It also isn't very helpful to continually hang an axe over the head of good users, in regard to their adminship in this case.
I don't think my proposal is advocating anything of the sort, unless you would refer to the current threat of being blocked for inappropriate behaviour as "hanging an axe over their head" too.
She considers any threat to her adminship extreme, even if it's perfectly justified. If adminship really isn't that big of a deal, then a hanging axe shouldn't be a big deal either since they'd only be losing something that doesn't matter much. Her own logic works against her. Admins are a dime a dozen really and Wikipedia isn't going to fall apart even if Wikipedia suddenly lost half its admins.
I agree with the approach of making the admin position even less of a big deal, since that would make it less abuse prone due to the psychological aspect of having 'special powers' being lessened and it would allow for more accountability since being on equal grounding means people are more likely to report and follow through with abuse.

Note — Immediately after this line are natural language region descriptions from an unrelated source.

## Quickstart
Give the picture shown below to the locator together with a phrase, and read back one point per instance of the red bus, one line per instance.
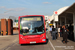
(32, 29)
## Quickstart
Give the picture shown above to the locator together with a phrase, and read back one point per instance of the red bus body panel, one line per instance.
(28, 39)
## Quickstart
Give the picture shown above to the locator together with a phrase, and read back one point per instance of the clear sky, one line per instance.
(31, 7)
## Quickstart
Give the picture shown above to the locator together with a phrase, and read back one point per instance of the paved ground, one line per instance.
(11, 43)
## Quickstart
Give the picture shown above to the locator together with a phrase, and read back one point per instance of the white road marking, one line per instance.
(51, 43)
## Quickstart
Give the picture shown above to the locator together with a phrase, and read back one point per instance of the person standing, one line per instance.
(64, 31)
(59, 32)
(53, 33)
(51, 30)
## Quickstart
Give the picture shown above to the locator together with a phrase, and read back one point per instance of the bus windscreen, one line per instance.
(31, 25)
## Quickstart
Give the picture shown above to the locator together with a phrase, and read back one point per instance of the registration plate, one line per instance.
(32, 42)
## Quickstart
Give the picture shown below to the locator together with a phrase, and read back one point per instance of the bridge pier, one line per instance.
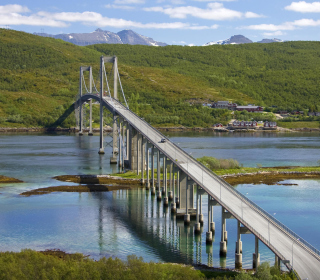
(153, 189)
(147, 166)
(158, 170)
(143, 158)
(177, 198)
(90, 133)
(224, 234)
(256, 255)
(164, 174)
(197, 226)
(238, 256)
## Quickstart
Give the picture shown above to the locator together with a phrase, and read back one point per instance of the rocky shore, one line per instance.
(172, 129)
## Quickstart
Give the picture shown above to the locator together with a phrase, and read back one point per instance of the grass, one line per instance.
(298, 124)
(55, 264)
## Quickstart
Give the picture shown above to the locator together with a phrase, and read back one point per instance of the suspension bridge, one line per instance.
(135, 144)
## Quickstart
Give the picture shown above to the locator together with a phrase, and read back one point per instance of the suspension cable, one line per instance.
(85, 83)
(105, 74)
(94, 84)
(122, 89)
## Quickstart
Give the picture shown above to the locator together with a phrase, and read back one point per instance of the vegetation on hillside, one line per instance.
(29, 264)
(39, 79)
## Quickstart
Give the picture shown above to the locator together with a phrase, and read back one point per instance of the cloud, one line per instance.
(122, 7)
(215, 0)
(11, 15)
(126, 2)
(96, 19)
(13, 9)
(33, 20)
(214, 11)
(285, 26)
(273, 34)
(304, 7)
(306, 23)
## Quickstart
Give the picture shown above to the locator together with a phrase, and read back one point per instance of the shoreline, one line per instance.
(167, 129)
(106, 183)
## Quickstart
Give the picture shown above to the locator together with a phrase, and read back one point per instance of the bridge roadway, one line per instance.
(283, 242)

The Open Directory Project continually hung an axe over people - and they left as a result, in droves. Let us not make the same mistake.

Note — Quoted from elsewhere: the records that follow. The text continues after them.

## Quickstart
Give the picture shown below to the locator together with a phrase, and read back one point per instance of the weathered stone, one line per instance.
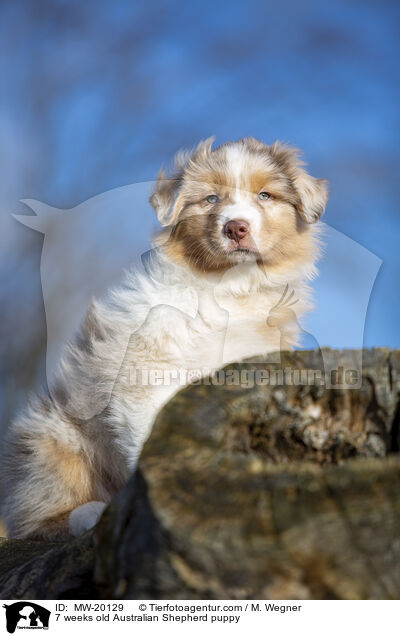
(280, 492)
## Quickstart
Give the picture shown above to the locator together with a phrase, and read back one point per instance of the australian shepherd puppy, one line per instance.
(239, 235)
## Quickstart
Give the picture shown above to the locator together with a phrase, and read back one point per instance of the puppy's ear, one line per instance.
(312, 194)
(167, 199)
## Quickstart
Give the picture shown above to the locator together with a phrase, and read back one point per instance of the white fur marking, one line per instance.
(85, 517)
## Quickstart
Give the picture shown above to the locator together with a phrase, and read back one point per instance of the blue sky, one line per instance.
(100, 94)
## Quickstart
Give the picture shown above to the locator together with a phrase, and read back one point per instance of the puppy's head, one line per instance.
(244, 201)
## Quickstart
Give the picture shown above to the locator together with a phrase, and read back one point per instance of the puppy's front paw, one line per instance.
(85, 517)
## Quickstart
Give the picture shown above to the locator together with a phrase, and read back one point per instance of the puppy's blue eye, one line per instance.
(212, 198)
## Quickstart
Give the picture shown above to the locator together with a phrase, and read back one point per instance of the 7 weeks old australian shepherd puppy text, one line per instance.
(238, 231)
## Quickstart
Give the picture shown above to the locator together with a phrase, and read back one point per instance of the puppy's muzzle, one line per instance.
(236, 230)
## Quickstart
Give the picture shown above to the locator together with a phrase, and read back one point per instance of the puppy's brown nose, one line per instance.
(236, 229)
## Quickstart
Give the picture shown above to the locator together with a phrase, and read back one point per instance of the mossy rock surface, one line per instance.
(280, 492)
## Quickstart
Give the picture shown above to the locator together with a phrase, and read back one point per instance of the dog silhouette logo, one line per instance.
(26, 615)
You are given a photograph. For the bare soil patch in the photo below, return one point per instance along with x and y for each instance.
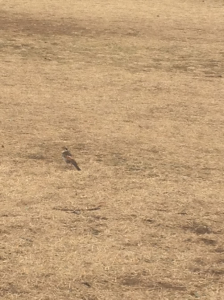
(135, 91)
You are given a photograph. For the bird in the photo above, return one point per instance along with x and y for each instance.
(67, 156)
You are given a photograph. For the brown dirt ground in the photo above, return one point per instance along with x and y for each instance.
(135, 90)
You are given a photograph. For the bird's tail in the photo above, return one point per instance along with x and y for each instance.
(75, 165)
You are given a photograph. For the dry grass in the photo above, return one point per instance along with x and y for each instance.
(135, 90)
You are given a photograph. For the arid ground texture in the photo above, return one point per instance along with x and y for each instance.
(135, 90)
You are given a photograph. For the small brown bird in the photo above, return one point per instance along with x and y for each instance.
(67, 156)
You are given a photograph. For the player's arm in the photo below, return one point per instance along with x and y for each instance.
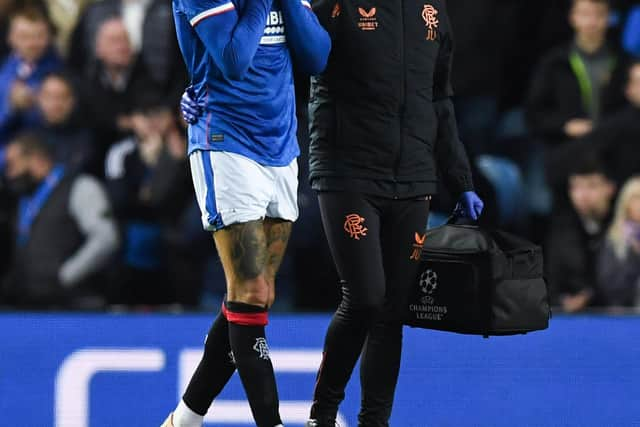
(308, 40)
(231, 40)
(450, 154)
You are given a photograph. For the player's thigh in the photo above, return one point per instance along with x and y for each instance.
(352, 226)
(242, 249)
(404, 235)
(277, 232)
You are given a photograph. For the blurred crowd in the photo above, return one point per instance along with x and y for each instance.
(96, 205)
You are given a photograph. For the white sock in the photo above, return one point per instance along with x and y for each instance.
(185, 417)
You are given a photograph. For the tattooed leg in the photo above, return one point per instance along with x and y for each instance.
(277, 232)
(243, 251)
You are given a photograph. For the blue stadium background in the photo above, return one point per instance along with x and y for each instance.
(584, 372)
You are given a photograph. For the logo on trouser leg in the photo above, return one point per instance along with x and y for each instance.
(261, 348)
(417, 247)
(353, 226)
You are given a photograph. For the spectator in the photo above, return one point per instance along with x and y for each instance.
(149, 24)
(116, 82)
(619, 263)
(616, 140)
(64, 233)
(64, 15)
(147, 180)
(32, 58)
(62, 125)
(579, 82)
(480, 47)
(576, 236)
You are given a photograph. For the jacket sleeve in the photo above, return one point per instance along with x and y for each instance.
(327, 12)
(231, 39)
(307, 39)
(540, 108)
(451, 157)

I suppose we're doing the other extreme (high bar for entry to adminship and even higher bar for getting "axed out" of adminship) - and we have rather few good admins as a result (500 out of 25500, less than 2%, isn't very much for something that's supposedly "no big deal"). That's the mistake on the other side of the spectrum...
Yeah and the opposite action is horrible. The bar for getting removed most certainly should not be lower than what it took to get in and it shouldn't be held to a lower standard than users. It really doesn't make the slightest bit of sense to do that and only serves to remove accountability for admins.

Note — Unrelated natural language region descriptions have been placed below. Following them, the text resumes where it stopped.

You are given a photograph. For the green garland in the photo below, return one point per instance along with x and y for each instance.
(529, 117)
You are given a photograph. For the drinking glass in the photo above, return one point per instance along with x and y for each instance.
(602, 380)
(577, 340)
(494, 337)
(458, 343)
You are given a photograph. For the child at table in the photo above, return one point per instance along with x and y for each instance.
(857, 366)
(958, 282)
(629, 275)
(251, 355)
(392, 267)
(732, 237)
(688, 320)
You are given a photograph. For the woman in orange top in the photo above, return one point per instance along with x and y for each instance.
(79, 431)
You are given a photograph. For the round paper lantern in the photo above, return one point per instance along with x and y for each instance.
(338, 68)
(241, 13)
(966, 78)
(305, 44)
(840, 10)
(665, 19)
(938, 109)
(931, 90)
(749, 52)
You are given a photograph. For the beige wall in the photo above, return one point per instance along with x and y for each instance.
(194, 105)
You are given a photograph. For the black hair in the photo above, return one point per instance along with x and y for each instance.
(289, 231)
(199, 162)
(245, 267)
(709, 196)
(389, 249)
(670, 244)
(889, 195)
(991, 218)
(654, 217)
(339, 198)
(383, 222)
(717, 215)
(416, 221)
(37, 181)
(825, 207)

I have to wonder, why does ambi think that admins are so valuable that it will matter if we lose some (aside from the obvious hidden motive)? No one will care and Wikipedia will continue functioning as normal because Wikipedia thrives mostly because of what non-admins do.
Her analogy to ODP is completely false. With ODP, you need special privileges just to edit. That was the issue, that the editors themselves were held to high standards. In this case, it's just the admins.
Even with admin status removed, you're still fully capable of edits, which is the primary purpose of Wikipedia. Really, if you're judging your importance in terms of being an admin instead of being a normal editor, then you really shouldn't be on Wikipedia as you're obviously viewing it in terms of power [tripping] rather than useful contributions. What's worse is that they'll try to rack up tons of minor edits in attempt to make themselves seem valuable, when it's really more of an image thing than anything else.
And yeah, being only 2% does make it a big deal.
Remove the importantance and emphasis on the power aspect of being an admin and you can only help Wikipedia.